Студия не зря тратит время и деньги.
Акции подобного рода принято называть «культивированием аудитории».
В нагрудном кармане рубашки мигает красный индикатор компактного диктофона, который фиксирует каждое слово.
И Граф задает вопрос:
— И кто из них больше дурак?
Репортер, который отказывается выдумывать смысл жизни?
Или читатель, который так хочет смысла?
И с готовностью принимает его от любого, кто потрудится облечь этот смысл в слова?
Граф Клеветник — голос из-за листа бумаги — говорит:
— У журналиста есть право…
…и он просто обязан
уничтожать золотых тельцов,
которых он сам же и помогает творить.
Лебединая песня
Рассказ Графа КлеветникаКак-то раз моя собака сожрала какую-то гадость, завернутую в алюминиевую фольгу, и пришлось выложить штуку баксов, чтобы сделать ей рентген. У нас на заднем дворе все завалено мусором и битым стеклом. Лужицы антифриза на автостоянке — отрава для собак и кошек.
Ветеринар, даже при том, что весь лысый, все равно очень похож на одного моего старого друга.

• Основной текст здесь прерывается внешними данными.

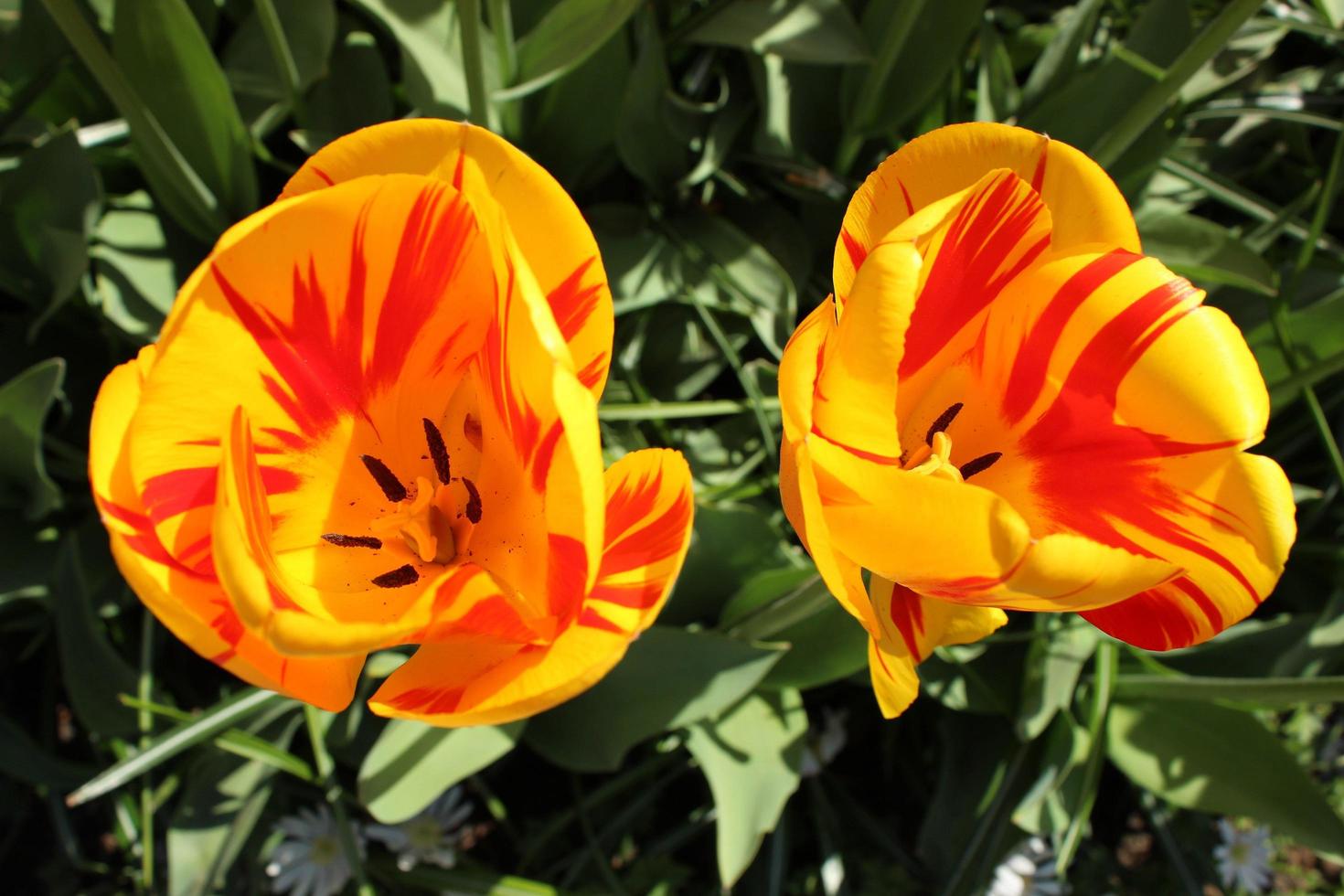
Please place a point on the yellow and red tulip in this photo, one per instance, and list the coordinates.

На мальчишку, с которым мы вместе росли. Эта улыбка — я помню ее с детства. Эту ямочку на подбородке, и каждую веснушку у него на носу. Я их знаю. Эта щель между двумя передними зубами — он так классно через нее свистел.

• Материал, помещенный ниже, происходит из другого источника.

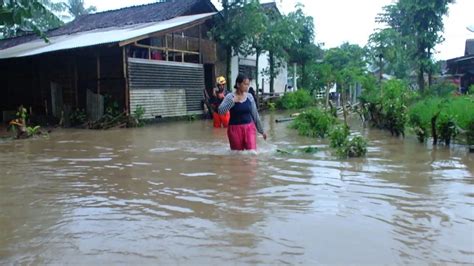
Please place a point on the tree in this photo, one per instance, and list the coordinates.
(421, 22)
(233, 29)
(388, 50)
(19, 17)
(303, 50)
(253, 44)
(76, 8)
(348, 65)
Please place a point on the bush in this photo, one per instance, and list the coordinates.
(470, 133)
(356, 147)
(295, 100)
(339, 136)
(386, 107)
(313, 123)
(78, 117)
(442, 89)
(138, 115)
(442, 118)
(447, 128)
(420, 116)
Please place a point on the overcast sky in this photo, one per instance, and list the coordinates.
(337, 21)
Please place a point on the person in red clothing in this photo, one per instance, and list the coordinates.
(218, 94)
(244, 119)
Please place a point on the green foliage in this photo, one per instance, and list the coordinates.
(295, 100)
(22, 114)
(447, 116)
(32, 131)
(138, 115)
(338, 136)
(111, 106)
(442, 89)
(420, 24)
(387, 107)
(420, 115)
(78, 117)
(387, 51)
(470, 133)
(313, 123)
(446, 127)
(356, 147)
(19, 17)
(272, 106)
(76, 8)
(309, 150)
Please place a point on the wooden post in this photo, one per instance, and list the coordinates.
(98, 80)
(200, 45)
(166, 47)
(172, 46)
(76, 89)
(125, 77)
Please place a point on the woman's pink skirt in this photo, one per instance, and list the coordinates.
(242, 137)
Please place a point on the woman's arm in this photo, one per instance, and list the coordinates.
(226, 104)
(255, 116)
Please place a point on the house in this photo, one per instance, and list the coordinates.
(157, 56)
(463, 66)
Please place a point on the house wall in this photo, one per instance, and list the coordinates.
(165, 89)
(279, 82)
(28, 81)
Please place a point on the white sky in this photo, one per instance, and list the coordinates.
(337, 21)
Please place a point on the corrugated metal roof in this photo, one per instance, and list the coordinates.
(154, 12)
(99, 36)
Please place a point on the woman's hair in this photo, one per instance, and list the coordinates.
(240, 78)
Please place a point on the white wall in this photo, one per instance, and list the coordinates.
(279, 82)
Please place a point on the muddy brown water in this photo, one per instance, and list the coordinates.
(173, 193)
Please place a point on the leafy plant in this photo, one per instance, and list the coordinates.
(78, 117)
(138, 115)
(356, 147)
(272, 106)
(470, 133)
(296, 100)
(447, 128)
(32, 131)
(313, 123)
(442, 89)
(338, 136)
(111, 106)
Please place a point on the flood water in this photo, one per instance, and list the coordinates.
(173, 193)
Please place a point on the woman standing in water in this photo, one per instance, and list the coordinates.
(244, 118)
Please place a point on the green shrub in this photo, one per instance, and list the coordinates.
(295, 100)
(338, 136)
(78, 117)
(138, 115)
(31, 131)
(386, 107)
(313, 123)
(272, 106)
(420, 115)
(446, 127)
(356, 147)
(442, 89)
(448, 115)
(470, 133)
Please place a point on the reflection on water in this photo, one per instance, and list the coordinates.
(174, 194)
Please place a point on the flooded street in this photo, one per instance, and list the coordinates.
(173, 193)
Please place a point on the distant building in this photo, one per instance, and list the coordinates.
(463, 67)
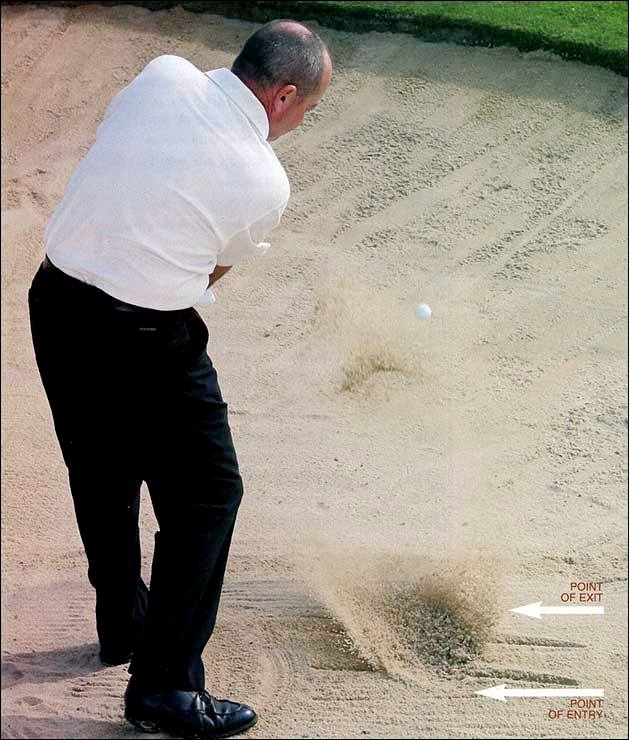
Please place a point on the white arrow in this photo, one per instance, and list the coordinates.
(536, 610)
(502, 692)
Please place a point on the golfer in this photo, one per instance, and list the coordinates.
(180, 185)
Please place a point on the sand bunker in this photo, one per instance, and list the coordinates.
(487, 183)
(404, 615)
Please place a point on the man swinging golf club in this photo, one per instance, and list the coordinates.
(179, 185)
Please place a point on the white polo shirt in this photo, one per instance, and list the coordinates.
(180, 178)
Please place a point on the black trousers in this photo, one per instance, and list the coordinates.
(135, 397)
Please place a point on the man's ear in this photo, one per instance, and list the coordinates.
(286, 95)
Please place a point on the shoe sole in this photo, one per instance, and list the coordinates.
(152, 727)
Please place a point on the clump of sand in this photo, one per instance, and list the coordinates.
(409, 616)
(377, 334)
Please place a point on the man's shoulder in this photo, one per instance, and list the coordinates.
(170, 65)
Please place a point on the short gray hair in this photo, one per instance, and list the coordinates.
(277, 55)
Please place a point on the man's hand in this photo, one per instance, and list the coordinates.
(219, 271)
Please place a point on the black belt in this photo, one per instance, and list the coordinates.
(97, 293)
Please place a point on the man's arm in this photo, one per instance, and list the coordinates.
(219, 271)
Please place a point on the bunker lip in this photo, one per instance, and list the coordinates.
(433, 28)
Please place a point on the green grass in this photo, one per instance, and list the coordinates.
(591, 32)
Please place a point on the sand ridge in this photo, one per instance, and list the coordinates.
(487, 183)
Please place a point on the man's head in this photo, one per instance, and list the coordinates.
(288, 68)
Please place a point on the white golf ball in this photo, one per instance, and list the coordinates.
(423, 311)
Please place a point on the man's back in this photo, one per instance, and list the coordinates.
(180, 178)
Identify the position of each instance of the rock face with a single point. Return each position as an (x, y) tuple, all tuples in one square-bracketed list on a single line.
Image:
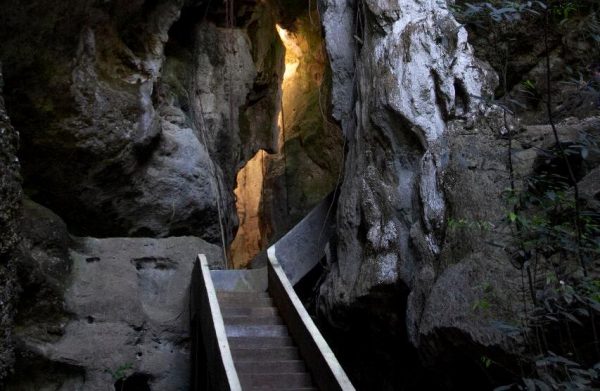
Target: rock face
[(10, 201), (126, 118), (104, 309), (420, 153)]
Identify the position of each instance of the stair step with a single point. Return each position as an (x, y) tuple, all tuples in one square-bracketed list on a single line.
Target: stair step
[(229, 295), (256, 330), (245, 301), (247, 311), (286, 389), (272, 367), (257, 354), (275, 381), (259, 342), (255, 320)]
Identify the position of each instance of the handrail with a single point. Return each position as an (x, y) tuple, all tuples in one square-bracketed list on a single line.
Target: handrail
[(318, 356), (219, 371)]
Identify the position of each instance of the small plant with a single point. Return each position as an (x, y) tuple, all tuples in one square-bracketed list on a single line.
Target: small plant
[(121, 373)]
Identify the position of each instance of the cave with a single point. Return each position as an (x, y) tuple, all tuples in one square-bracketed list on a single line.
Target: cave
[(134, 382), (275, 190), (147, 143)]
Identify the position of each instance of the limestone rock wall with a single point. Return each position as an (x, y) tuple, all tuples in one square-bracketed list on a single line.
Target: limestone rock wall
[(112, 99), (10, 204), (94, 311), (422, 149)]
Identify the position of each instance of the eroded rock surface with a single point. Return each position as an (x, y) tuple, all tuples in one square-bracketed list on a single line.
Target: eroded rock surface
[(106, 308), (423, 149), (130, 116), (10, 203)]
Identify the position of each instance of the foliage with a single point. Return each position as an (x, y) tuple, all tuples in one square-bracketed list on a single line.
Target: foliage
[(554, 239)]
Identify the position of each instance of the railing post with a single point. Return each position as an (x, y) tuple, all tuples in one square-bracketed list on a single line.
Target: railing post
[(211, 347)]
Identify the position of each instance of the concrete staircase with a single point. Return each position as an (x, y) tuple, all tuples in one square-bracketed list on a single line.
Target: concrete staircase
[(249, 329), (264, 354)]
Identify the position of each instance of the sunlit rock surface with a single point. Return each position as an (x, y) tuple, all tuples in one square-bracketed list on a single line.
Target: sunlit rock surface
[(130, 115)]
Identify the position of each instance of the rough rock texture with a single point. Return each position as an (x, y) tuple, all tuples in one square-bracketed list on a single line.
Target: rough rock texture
[(10, 201), (112, 110), (422, 150), (96, 310)]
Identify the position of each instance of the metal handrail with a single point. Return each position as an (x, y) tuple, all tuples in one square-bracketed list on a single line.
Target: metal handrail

Здесь и сейчас: он что-то колет моей собаке. Стоя у серебристого стального стола, в холодной комнате, отделанной белым кафелем, придерживая моего пса за шкирку, он что-то такое рассказывает о сердечных глистах.
Когда я листал телефонный справочник в поисках ветеринара, я был буквально ослепшим от слез, потому что боялся, что мой пес умрет. И все-таки я разобрал: Кеннет Уилкокс, доктор ветеринарии. Мне почему-то понравилось это имя. Имя моего спасителя.